Esto, en principio, está bastante bien. Evita que nos convirtamos una población enfermizamente vigoréxica, que la gente nos observe todo el rato por nuestra belleza escultural -es realmente molesto- y que se pierda la tradición culinaria en favor de las verduritas hervidas y las galletas de arroz. Por no hablar de qué habrían hecho Imanol Arias y Juan Echanove en los últimos tiempos. Lo más peliagudo viene cuando te das cuenta de que este sofisticado modelo psicológico se aplica a prácticamente todo.

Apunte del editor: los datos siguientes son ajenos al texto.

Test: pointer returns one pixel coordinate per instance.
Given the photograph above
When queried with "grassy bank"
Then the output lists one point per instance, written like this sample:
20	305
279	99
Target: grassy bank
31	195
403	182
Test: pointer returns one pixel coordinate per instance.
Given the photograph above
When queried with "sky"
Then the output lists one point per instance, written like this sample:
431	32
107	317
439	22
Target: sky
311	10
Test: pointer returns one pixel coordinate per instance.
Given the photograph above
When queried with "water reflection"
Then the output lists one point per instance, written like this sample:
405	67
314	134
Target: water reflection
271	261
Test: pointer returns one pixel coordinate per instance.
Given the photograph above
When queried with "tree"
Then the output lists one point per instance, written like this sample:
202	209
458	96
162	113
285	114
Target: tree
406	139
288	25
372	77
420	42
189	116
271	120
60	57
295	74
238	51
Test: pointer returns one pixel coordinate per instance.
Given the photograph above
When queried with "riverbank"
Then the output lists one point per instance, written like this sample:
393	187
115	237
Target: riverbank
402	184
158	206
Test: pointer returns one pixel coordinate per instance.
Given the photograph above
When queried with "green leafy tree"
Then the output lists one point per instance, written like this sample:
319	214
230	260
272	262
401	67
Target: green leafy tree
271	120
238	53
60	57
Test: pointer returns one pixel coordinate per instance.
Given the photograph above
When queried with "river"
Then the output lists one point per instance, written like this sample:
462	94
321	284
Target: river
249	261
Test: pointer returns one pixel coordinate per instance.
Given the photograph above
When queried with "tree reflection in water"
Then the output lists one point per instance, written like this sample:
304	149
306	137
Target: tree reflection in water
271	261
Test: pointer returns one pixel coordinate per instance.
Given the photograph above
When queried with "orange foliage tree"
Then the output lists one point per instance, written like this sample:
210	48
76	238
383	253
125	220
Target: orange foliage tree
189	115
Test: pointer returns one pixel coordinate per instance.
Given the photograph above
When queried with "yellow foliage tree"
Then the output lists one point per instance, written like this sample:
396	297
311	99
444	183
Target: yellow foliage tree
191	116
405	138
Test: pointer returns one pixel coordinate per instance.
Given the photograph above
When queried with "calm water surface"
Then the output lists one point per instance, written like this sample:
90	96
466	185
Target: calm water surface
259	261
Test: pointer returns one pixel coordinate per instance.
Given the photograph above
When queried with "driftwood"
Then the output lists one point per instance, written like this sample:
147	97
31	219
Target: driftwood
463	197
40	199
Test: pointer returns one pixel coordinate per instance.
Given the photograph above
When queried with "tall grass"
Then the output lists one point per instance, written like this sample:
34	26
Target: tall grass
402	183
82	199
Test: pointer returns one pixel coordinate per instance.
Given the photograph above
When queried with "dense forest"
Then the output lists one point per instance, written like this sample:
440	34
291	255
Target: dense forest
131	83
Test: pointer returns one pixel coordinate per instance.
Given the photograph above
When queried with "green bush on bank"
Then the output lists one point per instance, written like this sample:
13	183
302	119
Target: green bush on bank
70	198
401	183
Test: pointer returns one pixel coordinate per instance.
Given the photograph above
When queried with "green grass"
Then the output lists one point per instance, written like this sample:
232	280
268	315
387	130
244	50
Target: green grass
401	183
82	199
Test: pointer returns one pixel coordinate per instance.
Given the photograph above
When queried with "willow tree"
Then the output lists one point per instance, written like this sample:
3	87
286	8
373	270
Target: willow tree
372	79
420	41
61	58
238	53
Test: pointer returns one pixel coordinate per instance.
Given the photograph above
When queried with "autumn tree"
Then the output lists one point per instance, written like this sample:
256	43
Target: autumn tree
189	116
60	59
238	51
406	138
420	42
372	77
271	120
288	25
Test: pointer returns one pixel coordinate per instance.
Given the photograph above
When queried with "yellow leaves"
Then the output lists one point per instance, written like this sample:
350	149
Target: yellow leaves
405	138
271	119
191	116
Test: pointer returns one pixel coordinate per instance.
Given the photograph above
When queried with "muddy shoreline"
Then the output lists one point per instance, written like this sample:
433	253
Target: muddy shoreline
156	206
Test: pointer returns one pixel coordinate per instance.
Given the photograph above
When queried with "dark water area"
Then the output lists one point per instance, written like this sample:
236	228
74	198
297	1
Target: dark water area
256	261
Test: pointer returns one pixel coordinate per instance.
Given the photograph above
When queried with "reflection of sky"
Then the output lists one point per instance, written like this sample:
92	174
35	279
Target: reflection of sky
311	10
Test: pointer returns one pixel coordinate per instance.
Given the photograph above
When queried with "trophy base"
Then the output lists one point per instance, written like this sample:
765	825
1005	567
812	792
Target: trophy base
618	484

Porque cuando a cualquier hijo de vecino le recortan la nómina y está a punto de cantarle las cuarenta al jefe porque no tiene ni para pagarle la mochila nueva al crío, cae en la cuenta de que a Perengánez, que trabaja en la competencia, se la recortaron hace dos meses, así que decide que es mejor dejarlo correr y amoldarse a lo que viene ahorrándose, de paso, la inevitable bronca con el superior. Cuando la vecina del quinto sale de casa dispuesta a encadenarse en el ministerio porque su padre, con graves problemas de movilidad, se ha quedado en la calle y sin ayudas, se encuentra con usted en el ascensor y le comenta que su madre está igual. Comparten las penas, enjugan sus lágrimas y la vecina cambia las cadenas por el carrito de la compra. Cuando el dueño del bar de la esquina decide desgravarse unas cenitas particulares y se siente remotamente mal en su conciencia, recuerda al director de banco que conoció hace un par de meses y le contaba socarrón las virguerías fiscales que se marcaba su contable personal. Y, como si un pase de prestidigitador se tratase, ya no le parece tan mal lo de desgravarse la cena.

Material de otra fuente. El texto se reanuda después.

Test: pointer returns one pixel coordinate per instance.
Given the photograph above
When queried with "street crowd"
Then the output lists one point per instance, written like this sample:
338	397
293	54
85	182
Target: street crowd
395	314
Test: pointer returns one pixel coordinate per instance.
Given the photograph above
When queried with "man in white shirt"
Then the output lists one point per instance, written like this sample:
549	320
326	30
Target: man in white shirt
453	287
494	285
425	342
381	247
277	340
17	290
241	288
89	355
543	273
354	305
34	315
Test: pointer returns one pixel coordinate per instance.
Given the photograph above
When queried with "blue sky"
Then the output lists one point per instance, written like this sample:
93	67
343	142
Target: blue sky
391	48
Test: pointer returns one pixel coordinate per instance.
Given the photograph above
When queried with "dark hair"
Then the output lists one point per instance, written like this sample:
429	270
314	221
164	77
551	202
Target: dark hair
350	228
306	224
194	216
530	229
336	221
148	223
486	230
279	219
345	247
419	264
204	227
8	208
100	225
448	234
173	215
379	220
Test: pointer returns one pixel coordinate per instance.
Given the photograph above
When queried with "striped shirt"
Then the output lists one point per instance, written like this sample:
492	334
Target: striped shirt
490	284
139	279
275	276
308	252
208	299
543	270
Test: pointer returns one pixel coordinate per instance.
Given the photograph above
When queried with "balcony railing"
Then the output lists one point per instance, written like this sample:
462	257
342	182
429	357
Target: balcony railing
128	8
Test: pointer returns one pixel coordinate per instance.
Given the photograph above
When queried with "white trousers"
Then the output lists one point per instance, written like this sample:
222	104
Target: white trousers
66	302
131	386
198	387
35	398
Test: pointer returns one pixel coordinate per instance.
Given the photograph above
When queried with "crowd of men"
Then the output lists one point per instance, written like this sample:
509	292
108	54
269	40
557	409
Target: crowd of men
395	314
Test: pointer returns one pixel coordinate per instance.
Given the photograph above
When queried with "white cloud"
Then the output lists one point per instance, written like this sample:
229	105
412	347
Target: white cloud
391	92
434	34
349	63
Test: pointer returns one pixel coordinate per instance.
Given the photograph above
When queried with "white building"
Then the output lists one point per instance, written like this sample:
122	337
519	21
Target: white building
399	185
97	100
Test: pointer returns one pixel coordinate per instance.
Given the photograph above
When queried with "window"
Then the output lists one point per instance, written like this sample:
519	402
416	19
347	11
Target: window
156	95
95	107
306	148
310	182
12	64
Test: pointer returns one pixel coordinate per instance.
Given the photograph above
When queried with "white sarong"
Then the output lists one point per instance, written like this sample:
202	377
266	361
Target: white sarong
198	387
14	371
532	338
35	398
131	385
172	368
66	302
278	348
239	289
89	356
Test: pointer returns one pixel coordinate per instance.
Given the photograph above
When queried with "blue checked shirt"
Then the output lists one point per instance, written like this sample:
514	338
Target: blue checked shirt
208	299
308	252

Pero el síndrome del gordito playero llega también a las más altas esferas. Cuando los villanos de Bruselas llegan con la lista de los deberes al Palacio de la Moncloa y Mariano Rajoy siente una especie de lejanísima picazón moral en la nuca, acaso no nos mira con una media sonrisilla al vernos así de modositos, de despistados y se siente mejor cuando juega al escondite con nosotros -nos gana su Gobierno por goleada, por cierto-. ¿Acaso no le miramos nosotros esa barba autoritaria y sapiente, llenos de rabia porque vamos camino de morirnos de hambre y, viendo en su desfachatez nuestra inacción, nos perdonamos a nosotros mismos dejándole hacer, engordando la reconfortante barriguita de la miseria? 

Qué resaca vacacional va a ser la de esta crisis...

2 comentarios:

Anónimo dijo...

Jamás se me hubiese ocurrido una comparación mejor que la suya.

Konrad VH dijo...

No me trate de usted, don Juan José, que si no esto va a parecer más formal de la cuenta.